The Theology of Harry S. Truman

Today is Good Friday, the day when we observe the crucifixion. Everyone who has ever shown up to Sunday School knows that it has something to do with Jesus dying to attone for the sins of men, but really, it doesn't make a lot of metaphysical sense.

We believe that everyone is responsible for his own sins, how then can someone die for us? Poetry aside, justice isn't blind.

I have, in years of struggle, found one answer that I can grasp. I'm not saying I'm right, I'm just saying it makes sense. Reformed churches emphasis that "Jesus is Lord". I don't agree with everything they claim follows from that, but I agree with that. It's not Lord in some wishy-washy "Lord of your heart" sense, it's Lord. The Big Kahuna. Boss. King. The Really Big Lebowski.
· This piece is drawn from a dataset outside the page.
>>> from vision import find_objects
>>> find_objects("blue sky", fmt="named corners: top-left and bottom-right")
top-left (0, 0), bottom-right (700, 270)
El Jefe. The Man. It's his show.

And, as has been said many times, "The Buck Stops Here". The crucifixion is God claiming responsability for and paying the price for our mistakes. This also helps me to understand natural catastrophes. If you can ask me how a just God can create such a vicious world, with earthquakes and hurricanes and wildfares, I can only respond that he has taken responsability. If you ask me how he can permit all manner of evil from man unto man, he has taken responsability.

Not that the evil acts are in alignment with the will of God, that he might be morally culpable, but that this is his world, under his authority. And as it is under his authority, he may take responability for its errors, and pay the price we cannot afford.